Spatiotemporal summarization of traffic data streams

  • Authors:
  • Bei Pan;Ugur Demiryurek;Farnoush Banaei-Kashani;Cyrus Shahabi

  • Affiliations:
  • University of Southern California, Los Angeles, CA;University of Southern California, Los Angeles, CA;University of Southern California, Los Angeles, CA;University of Southern California, Los Angeles, CA

  • Venue:
  • Proceedings of the ACM SIGSPATIAL International Workshop on GeoStreaming
  • Year:
  • 2010

Quantified Score

Hi-index 0.00

Visualization

Abstract

With resource-efficient summarization and accurate reconstruction of the historic traffic sensor data, one can effectively manage and optimize transportation systems (e.g., road networks) to become smarter (better mobility, less congestion, less travel time, and less travel cost) and greener (less waste of fuel and less greenhouse gas production). The existing data summarization (and archival) techniques are generic and are not designed to leverage the unique characteristics of the traffic data for effective data reduction. In this paper, we propose and explore a family of data summaries that take advantage of the high temporal and spatial redundancy/correlation among sensor readings from individual sensors and sensor groups, respectively, for effective data reduction.
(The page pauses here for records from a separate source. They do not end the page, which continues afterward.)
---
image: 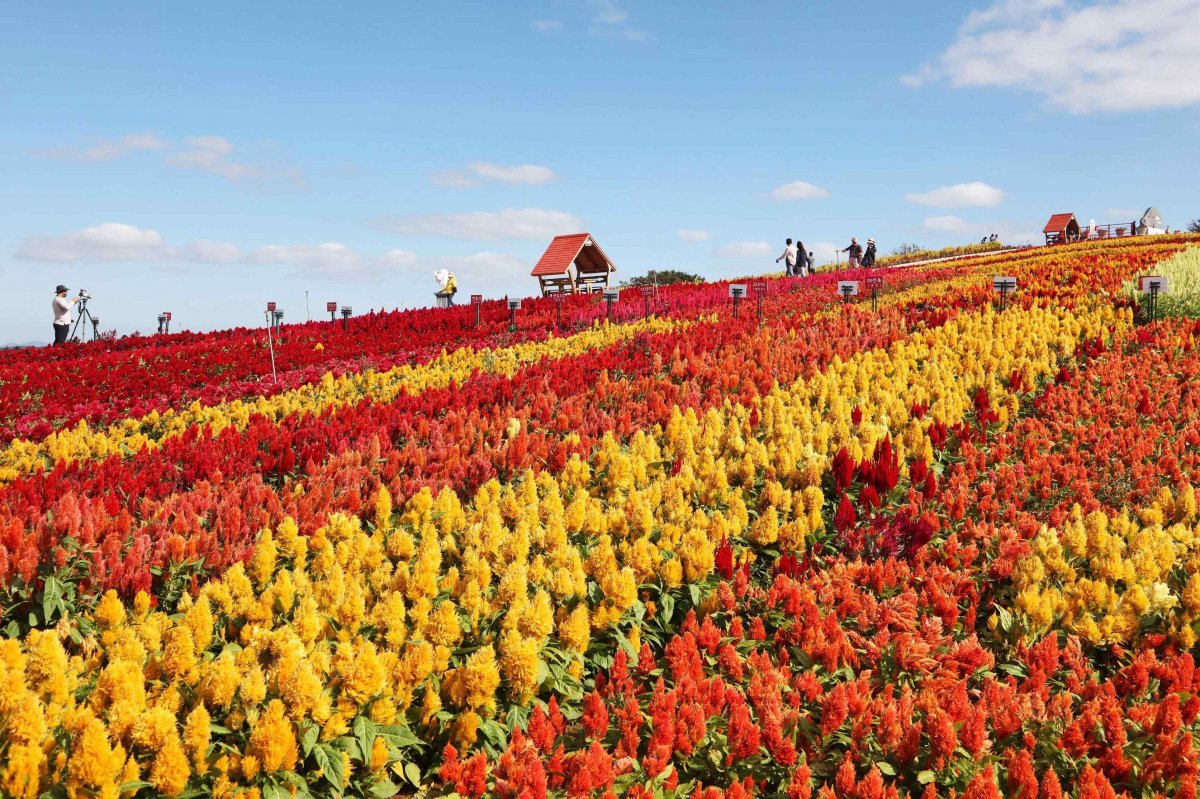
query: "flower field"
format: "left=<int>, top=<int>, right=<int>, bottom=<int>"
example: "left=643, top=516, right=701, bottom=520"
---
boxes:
left=0, top=236, right=1200, bottom=799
In particular, with these summaries we derive and maintain a "signature" as well as a series of "outliers" for the readings received from each individual sensor or group of co-located sensors. While signatures capture the typical readings that estimate the actual readings with bounded error, the outliers represent the actual readings where the error-bound is violated. With the combination of signatures and outliers, our proposed data summaries can effectively represent the actual data with much smaller storage footprint, while allowing for efficient querying of the sensor data with bounded error. Our experiments with a real traffic sensor dataset shows that our proposed data summaries use only 23% of the storage space otherwise required for storing the actual data, while allowing for highly accurate query results with guaranteed precision.